Playing the Hand You've Been Dealt

The only way out is through

I tried to quit smoking for Lent. Again. Maybe the millionth time I’ve tried to quit. It never works. I don’t even particularly want to quit. Lately, though, the act has begun to disgust me. Then the next morning comes. I take my first sip of coffee and immediately crave the comforting taste of a bogie. The mind reasserts itself, always, and the body follows.

Whatever you are, you are for life. Any trait, any addiction, pleasure, compulsion, self-destruction. It all sticks to you permanently. You might dress it up in different habits or redirect it toward different objects, but the core impulse never changes. Think of anything you’ve ever tried to quit. If something was so easy for you to quit, then you never really loved doing it to begin with. It was never a part of you. You were just doing it for an image.

People like to believe they have choices in regards to what traits they have. That they can curate themselves or swap out anything they don’t like. But when you are born, you are given a sack of marbles (traits). Some favourable, some repellent. You don’t get to trade any. You don’t get to remove any. You can try to pretend a certain marble isn’t there, but it is staring directly at you. The bag will remain intact your whole life, no matter how much you want to reach in and modify what’s inside. The only thing you can do is sling it across your shoulder and carry it with you through life.

So there’s no point in fighting against yourself. Every impulse and inclination is part of a larger mechanism of who you are. The harder you push against it, the more violently it will reassert itself. You cannot suppress what’s in you. The current is always stronger. Eventually, it pulls you back. The best you can do is swim with it. So working with what you have is the only thing that ever really sticks.

The idea of resistance is a modern myth. Some try to bury their anger, their desire, their instincts. They try to file themselves down into something smooth that won’t make a noise when it moves through the world. But edges never really disappear. They just grow inward and press against you. At some point, you will break.

Those traits you have will shape your entire life. There is no opting out. The ones who manage to function in the world are the ones who accept this. Not in some grand, self-aggrandizing way, but in the most practical sense possible. You take what you are and you dive into it. You let it carry you, instead of wasting your energy trying to redirect the tide.

This is precisely why rehabs have such a high relapse rate.

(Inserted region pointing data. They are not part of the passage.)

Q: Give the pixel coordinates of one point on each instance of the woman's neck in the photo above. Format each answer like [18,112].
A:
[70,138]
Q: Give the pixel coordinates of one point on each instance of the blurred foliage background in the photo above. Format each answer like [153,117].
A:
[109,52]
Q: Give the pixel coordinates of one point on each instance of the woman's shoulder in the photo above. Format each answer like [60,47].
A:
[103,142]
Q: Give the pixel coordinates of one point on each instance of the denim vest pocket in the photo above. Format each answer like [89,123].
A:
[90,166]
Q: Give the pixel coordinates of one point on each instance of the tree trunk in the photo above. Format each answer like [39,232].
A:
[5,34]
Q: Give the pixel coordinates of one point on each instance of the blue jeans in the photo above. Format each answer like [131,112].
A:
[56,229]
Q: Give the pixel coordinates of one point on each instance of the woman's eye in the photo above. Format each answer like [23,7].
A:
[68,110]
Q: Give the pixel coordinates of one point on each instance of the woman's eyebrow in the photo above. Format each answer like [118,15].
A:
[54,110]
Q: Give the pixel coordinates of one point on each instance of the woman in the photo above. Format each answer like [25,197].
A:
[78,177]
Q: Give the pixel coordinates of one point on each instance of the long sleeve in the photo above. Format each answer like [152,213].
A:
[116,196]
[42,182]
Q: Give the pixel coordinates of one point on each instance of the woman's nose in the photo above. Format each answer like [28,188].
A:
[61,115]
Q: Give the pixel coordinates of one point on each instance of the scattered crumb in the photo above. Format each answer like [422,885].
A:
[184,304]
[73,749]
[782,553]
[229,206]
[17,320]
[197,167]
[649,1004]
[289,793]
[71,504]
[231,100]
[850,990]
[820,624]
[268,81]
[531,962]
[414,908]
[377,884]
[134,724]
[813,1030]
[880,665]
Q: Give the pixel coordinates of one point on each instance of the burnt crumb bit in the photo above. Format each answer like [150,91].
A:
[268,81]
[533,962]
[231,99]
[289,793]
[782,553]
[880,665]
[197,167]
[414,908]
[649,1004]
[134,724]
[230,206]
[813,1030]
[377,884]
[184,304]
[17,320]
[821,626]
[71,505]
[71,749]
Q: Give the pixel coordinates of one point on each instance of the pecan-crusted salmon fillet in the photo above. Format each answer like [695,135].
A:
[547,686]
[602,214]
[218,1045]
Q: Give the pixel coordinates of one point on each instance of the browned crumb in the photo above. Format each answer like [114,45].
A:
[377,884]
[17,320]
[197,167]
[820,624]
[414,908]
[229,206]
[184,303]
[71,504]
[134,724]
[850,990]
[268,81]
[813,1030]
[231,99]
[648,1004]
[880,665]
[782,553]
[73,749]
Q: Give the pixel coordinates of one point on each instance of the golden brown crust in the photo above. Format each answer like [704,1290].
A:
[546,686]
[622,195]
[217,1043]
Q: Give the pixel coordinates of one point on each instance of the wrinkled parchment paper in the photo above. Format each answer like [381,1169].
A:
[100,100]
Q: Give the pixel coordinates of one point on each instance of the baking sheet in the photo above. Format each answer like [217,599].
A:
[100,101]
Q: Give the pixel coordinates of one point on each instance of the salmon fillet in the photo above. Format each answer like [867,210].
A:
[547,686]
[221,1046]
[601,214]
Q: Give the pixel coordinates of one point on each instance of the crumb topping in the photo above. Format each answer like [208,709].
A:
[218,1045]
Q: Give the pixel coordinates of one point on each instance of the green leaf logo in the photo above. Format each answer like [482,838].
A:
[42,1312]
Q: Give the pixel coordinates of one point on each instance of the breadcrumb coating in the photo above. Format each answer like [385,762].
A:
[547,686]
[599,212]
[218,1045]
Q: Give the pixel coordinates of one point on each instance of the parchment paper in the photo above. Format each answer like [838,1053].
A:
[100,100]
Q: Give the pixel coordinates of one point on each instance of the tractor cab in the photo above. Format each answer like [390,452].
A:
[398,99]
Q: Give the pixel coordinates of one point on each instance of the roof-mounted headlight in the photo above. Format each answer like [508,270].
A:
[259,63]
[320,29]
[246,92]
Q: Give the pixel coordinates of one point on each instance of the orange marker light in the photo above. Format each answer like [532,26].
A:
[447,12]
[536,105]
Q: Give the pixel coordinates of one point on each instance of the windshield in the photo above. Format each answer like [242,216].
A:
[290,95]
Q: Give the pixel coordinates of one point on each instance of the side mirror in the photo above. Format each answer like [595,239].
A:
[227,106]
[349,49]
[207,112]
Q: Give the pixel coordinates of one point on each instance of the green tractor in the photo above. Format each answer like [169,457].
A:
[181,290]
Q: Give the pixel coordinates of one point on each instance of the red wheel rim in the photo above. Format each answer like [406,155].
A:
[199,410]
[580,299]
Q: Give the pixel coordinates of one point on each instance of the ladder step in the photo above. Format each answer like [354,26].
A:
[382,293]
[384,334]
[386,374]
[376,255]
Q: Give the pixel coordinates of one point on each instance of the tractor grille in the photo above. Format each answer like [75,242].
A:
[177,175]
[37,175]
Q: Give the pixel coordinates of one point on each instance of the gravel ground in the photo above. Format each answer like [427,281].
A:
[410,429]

People go in trying to get rid of something fundamental to them. They think they can purge the addiction, remove it, and come out clean. But the impulse was never external. It wasn’t a foreign object lodged in them that could be cut out. It was always part of the structure of who they are. Most of them never wanted to quit in the first place. They just wanted to want to quit. There’s a difference. They get clean for a while, ride the momentum of external pressure, but then the current takes them back. Because it was never gone. It was waiting, patient, still embedded in the machinery of who they are. And when they finally give in and snort that first line, it feels less like failure and more like returning home.

What they really needed wasn’t removal, but a slight turn of the dial. The discipline of an addict is a kind of devotion most people could only dream of. Every part of their day structured around the next score. The sheer force of will it takes to maintain an addiction, to organize a life around it, to plan, to acquire, to protect, is something most people could never muster. If that energy could be turned just a fraction, tilted a few degrees toward something else, it wouldn’t disappear. It would just find a new object of obsession. They would have successfully weaved their “negative” traits into their life.

Some traits will rot you from the inside out. Others sustain you even as they drag you down. But they’re all part of the same network. You don’t get to tinker. Even the parts that feel like they are leading you toward ruin are part of something larger that only makes sense in totality. There is no separating what is essential from what is harmful. The line doesn’t exist.

There is no purification or transcendence. There is only motion. You take what you’ve been given and you move forward. Do not waste your entire life in resistance of who you really are. Understand that the only path through is the one that was already laid out for you. Even destruction can be a kind of completion. Even compulsion can be a form of devotion. You do what comes naturally. You let it pull you. And you keep walking.